En nuestra época más reciente, ante el continuo surgimiento de nuevos recursos y de nuevos poderes, se han ido sucediendo importantes avances y tremendos retrocesos, con guerras cada vez más crueles y destructivas. Debido a la creciente dificultad para seguir contraponiendo las fantasías con la realidad, se ha ido produciendo una progresiva pérdida de importancia de las religiones, aunque no siempre ni en todas partes. Pero a pesar de ello, con dioses o sin dioses, la visión del mundo sigue siendo muy parecida. Y la firme creencia en la sumisión a una jerarquía social dominante y en el obligado cumplimiento de sus normas sigue imperando en la actualidad.

Los mecanismos para imponer el poder son otros, pero igualmente efectivos. La realidad sigue siendo deformada para justificar el dominio absoluto del poder. Las víctimas siguen siendo obligadas a mostrarse obedientes y serviles con sus opresores. Las divergencias con respecto a la ortodoxia siguen siendo condenadas a la marginalidad y al fracaso. Y la rebelión sigue siendo combatida con la destrucción y la muerte.

La filosofía continúa domesticada, corrompida y cercenada, dominada en gran parte por una cohorte de sabios ocupada en la discusión de conceptos abstractos que no interesan a nadie. Y aunque no se debata sobre el sexo de los ángeles, sus discusiones continúan siendo igualmente inútiles y absurdas. Lejos de cuestionar el presente, los sabios actuales parecen complacerse en mirar hacia atrás y analizar, con exagerado rigor, todo el pasado de la filosofía, hundiéndose sin remedio en el polvo y las telarañas. Lejos de criticar la realidad, ignoran premeditadamente los avances conseguidos en el conocimiento o incluso llegan a relativizarlos, defendiendo supuestas verdades alternativas.
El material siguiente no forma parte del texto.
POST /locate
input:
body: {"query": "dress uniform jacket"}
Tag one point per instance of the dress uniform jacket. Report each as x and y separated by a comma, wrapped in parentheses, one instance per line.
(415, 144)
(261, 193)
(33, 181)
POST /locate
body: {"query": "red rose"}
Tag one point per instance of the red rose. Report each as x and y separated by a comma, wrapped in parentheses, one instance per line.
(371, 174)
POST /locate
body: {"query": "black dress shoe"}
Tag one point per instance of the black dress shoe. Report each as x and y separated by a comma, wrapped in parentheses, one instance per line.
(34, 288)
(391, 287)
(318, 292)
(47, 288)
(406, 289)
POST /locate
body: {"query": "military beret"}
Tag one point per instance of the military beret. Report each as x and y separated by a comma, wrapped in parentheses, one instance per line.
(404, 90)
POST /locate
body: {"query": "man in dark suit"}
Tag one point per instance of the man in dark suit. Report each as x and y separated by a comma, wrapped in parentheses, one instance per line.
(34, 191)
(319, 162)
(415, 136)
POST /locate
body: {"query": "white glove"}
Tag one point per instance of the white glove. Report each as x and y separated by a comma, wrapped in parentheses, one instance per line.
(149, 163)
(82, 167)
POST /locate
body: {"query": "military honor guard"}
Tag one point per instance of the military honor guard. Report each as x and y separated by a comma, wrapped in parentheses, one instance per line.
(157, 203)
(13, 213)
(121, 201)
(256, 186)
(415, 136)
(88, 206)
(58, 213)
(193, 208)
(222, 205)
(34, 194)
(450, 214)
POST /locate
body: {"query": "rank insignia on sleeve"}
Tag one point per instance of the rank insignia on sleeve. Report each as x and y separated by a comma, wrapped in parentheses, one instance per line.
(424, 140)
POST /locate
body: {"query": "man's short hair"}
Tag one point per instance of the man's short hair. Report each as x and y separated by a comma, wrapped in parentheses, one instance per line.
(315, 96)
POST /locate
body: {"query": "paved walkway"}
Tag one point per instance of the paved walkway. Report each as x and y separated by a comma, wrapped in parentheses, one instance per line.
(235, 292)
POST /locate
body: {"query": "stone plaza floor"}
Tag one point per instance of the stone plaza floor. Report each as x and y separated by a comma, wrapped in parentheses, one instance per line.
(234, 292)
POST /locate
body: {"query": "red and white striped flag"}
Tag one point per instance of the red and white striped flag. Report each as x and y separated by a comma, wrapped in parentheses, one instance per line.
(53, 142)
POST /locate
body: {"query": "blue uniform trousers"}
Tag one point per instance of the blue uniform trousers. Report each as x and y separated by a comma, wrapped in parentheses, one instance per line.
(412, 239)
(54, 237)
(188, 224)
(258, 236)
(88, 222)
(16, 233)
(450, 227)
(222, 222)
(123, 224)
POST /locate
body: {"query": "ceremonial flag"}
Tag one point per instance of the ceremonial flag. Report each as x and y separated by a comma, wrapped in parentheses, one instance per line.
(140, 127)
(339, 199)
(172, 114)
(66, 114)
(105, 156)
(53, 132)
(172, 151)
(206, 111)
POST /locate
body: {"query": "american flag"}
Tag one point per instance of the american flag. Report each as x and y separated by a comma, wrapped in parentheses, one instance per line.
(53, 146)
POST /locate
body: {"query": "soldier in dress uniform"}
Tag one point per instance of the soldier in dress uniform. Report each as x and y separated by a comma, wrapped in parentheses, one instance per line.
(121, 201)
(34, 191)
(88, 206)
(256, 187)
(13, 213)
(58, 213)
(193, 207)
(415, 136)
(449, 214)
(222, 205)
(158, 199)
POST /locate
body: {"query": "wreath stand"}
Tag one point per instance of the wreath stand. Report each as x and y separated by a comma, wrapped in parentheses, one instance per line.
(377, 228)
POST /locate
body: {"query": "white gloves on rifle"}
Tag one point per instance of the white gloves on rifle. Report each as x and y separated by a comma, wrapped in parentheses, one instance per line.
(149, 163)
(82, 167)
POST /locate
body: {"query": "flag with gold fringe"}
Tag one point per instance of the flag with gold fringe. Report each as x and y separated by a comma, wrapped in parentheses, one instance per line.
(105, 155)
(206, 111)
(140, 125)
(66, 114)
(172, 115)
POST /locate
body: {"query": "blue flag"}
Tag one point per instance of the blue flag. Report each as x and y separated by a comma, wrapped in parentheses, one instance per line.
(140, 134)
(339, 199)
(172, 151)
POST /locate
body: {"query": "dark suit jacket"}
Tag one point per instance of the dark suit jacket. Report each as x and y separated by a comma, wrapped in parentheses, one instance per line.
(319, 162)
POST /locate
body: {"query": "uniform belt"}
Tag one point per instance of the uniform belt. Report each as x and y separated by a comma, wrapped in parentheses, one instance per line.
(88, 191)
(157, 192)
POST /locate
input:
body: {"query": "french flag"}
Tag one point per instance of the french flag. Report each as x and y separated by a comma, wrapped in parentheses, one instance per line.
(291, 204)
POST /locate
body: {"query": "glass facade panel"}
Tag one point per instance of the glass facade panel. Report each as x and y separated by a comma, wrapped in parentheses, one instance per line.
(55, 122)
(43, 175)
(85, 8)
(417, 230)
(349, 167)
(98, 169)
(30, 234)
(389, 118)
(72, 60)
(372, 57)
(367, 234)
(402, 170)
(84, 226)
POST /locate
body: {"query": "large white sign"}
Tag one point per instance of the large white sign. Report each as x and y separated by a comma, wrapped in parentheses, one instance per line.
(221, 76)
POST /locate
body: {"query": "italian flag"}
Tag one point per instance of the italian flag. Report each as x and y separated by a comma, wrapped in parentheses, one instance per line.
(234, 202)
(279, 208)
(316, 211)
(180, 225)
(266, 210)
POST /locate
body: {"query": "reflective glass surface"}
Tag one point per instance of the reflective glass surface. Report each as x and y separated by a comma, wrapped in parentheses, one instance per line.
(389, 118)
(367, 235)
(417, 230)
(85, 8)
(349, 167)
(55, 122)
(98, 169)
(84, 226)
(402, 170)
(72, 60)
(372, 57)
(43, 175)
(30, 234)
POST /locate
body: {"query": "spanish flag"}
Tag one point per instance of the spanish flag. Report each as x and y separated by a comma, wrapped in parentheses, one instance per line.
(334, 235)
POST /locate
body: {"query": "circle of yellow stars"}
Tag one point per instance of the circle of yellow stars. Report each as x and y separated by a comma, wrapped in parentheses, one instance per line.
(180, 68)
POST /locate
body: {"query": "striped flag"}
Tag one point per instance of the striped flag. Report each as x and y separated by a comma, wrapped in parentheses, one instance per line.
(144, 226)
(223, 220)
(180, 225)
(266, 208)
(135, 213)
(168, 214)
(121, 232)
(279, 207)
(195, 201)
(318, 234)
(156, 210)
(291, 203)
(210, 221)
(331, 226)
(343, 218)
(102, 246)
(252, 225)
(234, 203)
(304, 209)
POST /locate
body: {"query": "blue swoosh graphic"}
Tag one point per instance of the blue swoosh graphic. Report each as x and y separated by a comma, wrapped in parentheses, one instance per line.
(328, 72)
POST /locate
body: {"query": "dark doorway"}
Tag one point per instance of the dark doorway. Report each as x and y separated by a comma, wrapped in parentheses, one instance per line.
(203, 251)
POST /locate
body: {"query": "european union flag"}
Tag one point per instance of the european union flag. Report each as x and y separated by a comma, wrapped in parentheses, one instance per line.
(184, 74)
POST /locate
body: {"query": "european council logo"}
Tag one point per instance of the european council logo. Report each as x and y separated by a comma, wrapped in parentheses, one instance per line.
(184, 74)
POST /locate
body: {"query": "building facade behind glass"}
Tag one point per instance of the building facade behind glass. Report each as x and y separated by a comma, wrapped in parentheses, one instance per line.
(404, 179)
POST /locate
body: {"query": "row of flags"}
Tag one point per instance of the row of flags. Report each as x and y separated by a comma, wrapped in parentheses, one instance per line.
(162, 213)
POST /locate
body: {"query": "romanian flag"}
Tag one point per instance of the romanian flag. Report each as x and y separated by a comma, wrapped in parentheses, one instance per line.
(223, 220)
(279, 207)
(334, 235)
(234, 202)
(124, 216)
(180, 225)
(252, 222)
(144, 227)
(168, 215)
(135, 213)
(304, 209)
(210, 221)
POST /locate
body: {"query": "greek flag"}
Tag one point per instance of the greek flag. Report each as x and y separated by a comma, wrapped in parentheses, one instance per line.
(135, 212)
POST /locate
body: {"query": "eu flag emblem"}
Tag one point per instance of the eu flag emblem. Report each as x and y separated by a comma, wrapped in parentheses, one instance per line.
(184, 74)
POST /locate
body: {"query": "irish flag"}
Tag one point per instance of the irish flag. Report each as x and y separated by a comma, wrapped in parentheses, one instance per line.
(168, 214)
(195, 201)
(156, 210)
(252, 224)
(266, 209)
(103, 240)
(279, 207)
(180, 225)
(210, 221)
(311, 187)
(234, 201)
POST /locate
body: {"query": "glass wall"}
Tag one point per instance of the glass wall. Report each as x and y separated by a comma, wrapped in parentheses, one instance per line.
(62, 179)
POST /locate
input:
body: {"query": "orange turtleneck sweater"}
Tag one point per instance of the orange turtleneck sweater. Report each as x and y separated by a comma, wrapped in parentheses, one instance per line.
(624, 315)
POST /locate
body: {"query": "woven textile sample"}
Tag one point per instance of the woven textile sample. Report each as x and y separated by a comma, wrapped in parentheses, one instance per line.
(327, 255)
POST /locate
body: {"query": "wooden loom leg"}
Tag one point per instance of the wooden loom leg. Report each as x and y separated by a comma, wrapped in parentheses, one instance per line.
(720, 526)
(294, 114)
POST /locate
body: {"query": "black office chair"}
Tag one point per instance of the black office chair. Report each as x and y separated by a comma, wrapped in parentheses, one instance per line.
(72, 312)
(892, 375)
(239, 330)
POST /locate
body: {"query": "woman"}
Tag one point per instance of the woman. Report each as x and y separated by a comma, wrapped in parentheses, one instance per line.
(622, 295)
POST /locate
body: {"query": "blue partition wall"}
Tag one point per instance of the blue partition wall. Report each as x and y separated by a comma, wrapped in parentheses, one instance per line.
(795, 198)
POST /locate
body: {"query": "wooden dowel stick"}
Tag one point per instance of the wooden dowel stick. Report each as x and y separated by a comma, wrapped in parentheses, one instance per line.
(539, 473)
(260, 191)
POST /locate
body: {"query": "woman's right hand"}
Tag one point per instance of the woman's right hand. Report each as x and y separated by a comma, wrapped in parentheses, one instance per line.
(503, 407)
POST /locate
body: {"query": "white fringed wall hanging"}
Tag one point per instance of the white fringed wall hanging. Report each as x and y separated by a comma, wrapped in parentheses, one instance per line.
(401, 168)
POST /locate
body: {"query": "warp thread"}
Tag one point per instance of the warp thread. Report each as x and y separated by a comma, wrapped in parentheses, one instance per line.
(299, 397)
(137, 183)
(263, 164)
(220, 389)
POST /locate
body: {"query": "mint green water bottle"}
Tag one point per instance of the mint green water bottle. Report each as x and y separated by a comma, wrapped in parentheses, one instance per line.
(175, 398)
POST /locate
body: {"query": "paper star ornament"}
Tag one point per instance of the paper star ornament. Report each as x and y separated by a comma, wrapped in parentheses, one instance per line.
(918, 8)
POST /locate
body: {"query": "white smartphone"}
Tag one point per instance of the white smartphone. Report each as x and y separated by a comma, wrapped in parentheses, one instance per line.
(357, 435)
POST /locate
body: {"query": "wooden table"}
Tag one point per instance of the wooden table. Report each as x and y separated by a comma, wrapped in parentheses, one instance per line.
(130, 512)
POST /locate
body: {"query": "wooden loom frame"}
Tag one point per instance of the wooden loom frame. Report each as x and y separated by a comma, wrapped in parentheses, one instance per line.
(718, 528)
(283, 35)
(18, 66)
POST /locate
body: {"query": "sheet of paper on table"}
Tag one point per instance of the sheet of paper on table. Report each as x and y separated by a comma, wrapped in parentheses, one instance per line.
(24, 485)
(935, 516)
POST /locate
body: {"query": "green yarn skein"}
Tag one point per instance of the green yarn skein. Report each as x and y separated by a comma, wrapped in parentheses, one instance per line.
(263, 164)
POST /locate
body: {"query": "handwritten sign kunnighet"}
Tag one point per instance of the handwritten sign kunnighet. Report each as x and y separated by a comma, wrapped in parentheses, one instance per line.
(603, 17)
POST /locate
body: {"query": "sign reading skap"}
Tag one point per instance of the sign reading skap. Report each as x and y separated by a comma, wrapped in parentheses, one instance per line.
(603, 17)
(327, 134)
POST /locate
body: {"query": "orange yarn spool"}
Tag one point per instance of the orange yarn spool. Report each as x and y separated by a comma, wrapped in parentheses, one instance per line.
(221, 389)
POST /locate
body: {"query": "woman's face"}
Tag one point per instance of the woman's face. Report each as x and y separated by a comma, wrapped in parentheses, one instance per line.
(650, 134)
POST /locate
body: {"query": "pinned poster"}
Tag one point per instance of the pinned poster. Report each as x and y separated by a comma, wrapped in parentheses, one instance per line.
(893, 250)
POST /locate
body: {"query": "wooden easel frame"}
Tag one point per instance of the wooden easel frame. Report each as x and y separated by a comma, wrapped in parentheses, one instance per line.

Lejos de enfrentarse al poder, alaban un futuro prometedor que, de forma mágica, nos salvará de todos los males posibles, siempre sin necesidad de cambiar nuestros actos o la estructura de nuestras sociedades.

Sin embargo, tal como nos demuestra la historia, nada puede parar el avance del conocimiento. Y aunque la filosofía siga en buena parte raptada, sustituida por el culto al poder instituido, aunque nuestros oídos se ensordezcan cada día con continuas e insoportables alabanzas al mejor de los mundos posibles, siempre nos queda la remota esperanza, en nuestras más secretas ensoñaciones, de que en algún momento esos misteriosos y enigmáticos ángeles, sean del sexo que sean, bajen del cielo para salvarnos. Y que se lleven consigo, hacia los etéreos e impolutos reinos celestiales, a todos aquellos que quieren privarnos de pensar libremente.